Peaches Were Domesticated in China 7,500 Years Ago

Preserved peach pits reveal the origins of this sweet fruit

Angela Drury/Corbis

Where did peaches originally come from?  New research published in PLOS One suggests that they originated in China’s Yangtze valley 7,500 years ago. 

“Previously, no one knew where peaches were domesticated,” University of Toronto Professor Gary Crawford said in a press release. “None of the botanical literature suggested the Yangtze Valley, although many people thought that it happened somewhere in China.” 

By analyzing the size of peach pits found preserved in archaeological sites across the region, archaeologists were able to pinpoint when peaches became most like their modern counterparts, around 7,500 years ago. 
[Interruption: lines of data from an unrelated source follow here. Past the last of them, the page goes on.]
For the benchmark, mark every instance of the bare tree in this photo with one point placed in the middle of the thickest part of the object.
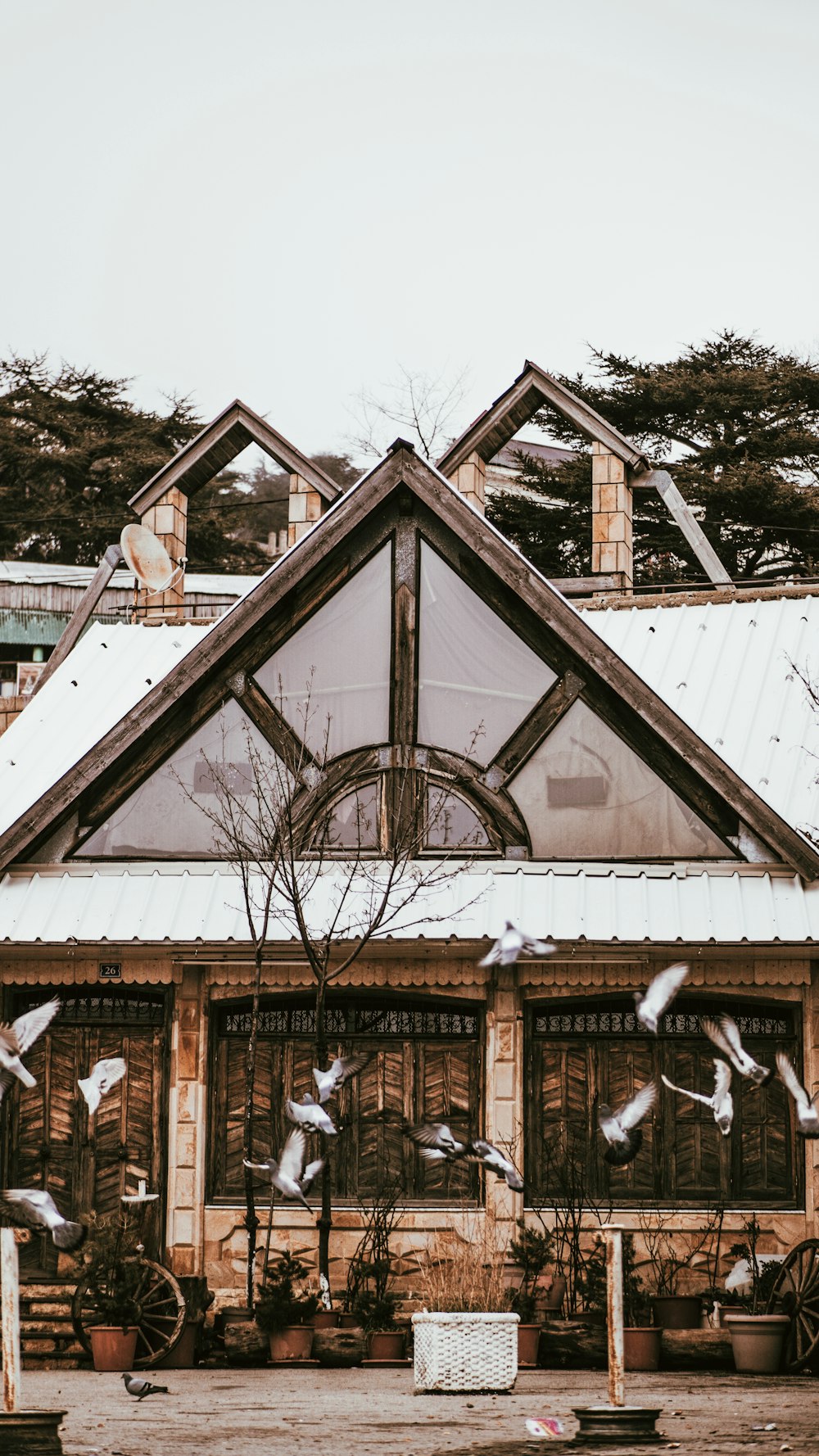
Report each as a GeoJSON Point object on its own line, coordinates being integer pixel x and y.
{"type": "Point", "coordinates": [334, 881]}
{"type": "Point", "coordinates": [416, 402]}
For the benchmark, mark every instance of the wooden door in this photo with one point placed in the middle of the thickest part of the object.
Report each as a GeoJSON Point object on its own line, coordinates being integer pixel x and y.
{"type": "Point", "coordinates": [89, 1162]}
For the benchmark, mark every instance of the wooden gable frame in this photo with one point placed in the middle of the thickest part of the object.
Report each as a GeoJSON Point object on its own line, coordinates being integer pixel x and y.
{"type": "Point", "coordinates": [531, 391]}
{"type": "Point", "coordinates": [404, 500]}
{"type": "Point", "coordinates": [219, 443]}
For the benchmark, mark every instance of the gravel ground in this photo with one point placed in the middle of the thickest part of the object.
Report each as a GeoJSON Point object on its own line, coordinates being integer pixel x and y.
{"type": "Point", "coordinates": [369, 1413]}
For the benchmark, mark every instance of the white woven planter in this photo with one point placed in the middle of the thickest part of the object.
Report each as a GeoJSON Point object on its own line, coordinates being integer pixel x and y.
{"type": "Point", "coordinates": [465, 1351]}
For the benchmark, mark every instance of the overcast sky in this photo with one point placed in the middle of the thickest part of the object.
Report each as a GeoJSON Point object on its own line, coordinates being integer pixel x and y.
{"type": "Point", "coordinates": [287, 201]}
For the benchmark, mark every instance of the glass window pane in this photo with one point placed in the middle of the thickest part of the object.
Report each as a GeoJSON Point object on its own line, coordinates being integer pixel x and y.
{"type": "Point", "coordinates": [450, 823]}
{"type": "Point", "coordinates": [473, 670]}
{"type": "Point", "coordinates": [586, 795]}
{"type": "Point", "coordinates": [334, 671]}
{"type": "Point", "coordinates": [164, 816]}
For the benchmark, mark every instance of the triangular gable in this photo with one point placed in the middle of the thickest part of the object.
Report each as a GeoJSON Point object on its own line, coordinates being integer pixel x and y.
{"type": "Point", "coordinates": [218, 445]}
{"type": "Point", "coordinates": [404, 501]}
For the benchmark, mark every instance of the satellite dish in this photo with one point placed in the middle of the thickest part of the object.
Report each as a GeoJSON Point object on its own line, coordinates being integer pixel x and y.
{"type": "Point", "coordinates": [147, 558]}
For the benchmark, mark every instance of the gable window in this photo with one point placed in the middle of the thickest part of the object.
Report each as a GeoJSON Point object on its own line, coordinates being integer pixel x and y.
{"type": "Point", "coordinates": [585, 1053]}
{"type": "Point", "coordinates": [424, 1065]}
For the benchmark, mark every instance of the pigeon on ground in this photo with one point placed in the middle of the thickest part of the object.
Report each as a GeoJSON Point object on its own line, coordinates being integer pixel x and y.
{"type": "Point", "coordinates": [310, 1115]}
{"type": "Point", "coordinates": [104, 1075]}
{"type": "Point", "coordinates": [140, 1388]}
{"type": "Point", "coordinates": [660, 993]}
{"type": "Point", "coordinates": [720, 1101]}
{"type": "Point", "coordinates": [725, 1034]}
{"type": "Point", "coordinates": [490, 1156]}
{"type": "Point", "coordinates": [437, 1143]}
{"type": "Point", "coordinates": [512, 943]}
{"type": "Point", "coordinates": [286, 1173]}
{"type": "Point", "coordinates": [16, 1040]}
{"type": "Point", "coordinates": [806, 1115]}
{"type": "Point", "coordinates": [35, 1209]}
{"type": "Point", "coordinates": [337, 1075]}
{"type": "Point", "coordinates": [620, 1128]}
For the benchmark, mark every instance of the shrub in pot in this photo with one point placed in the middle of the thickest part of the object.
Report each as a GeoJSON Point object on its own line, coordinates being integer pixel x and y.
{"type": "Point", "coordinates": [284, 1312]}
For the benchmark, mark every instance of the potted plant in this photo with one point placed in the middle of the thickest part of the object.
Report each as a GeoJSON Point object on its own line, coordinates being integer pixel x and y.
{"type": "Point", "coordinates": [757, 1338]}
{"type": "Point", "coordinates": [467, 1336]}
{"type": "Point", "coordinates": [532, 1251]}
{"type": "Point", "coordinates": [114, 1278]}
{"type": "Point", "coordinates": [284, 1312]}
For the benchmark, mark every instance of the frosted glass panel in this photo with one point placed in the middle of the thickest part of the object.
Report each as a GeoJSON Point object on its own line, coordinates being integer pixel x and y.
{"type": "Point", "coordinates": [473, 668]}
{"type": "Point", "coordinates": [452, 825]}
{"type": "Point", "coordinates": [586, 795]}
{"type": "Point", "coordinates": [164, 816]}
{"type": "Point", "coordinates": [337, 666]}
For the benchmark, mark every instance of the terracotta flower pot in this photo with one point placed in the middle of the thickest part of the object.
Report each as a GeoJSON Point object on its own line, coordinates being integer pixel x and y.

From the University of Toronto:

Crops such as domesticated peaches indicate that early people weren’t passive in dealing with the environment. Not only did they understand grain production, but the woodlands and certain trees were being manipulated early on.

“There is a general sense that people in the past were not as smart as we are,” said Crawford. “The reality is that they were modern humans with the brain capacity and talents that we have now.”

Of course, the shift from wild to cultivated peaches didn’t happen overnight. The ancient farmers cultivated peaches that were larger and had a longer growing season than their wild counterparts. The researchers estimate that it took about 3,000 years for peaches to get to their desired form. (And it was only another few thousand after that they made it onto municipal architecture.)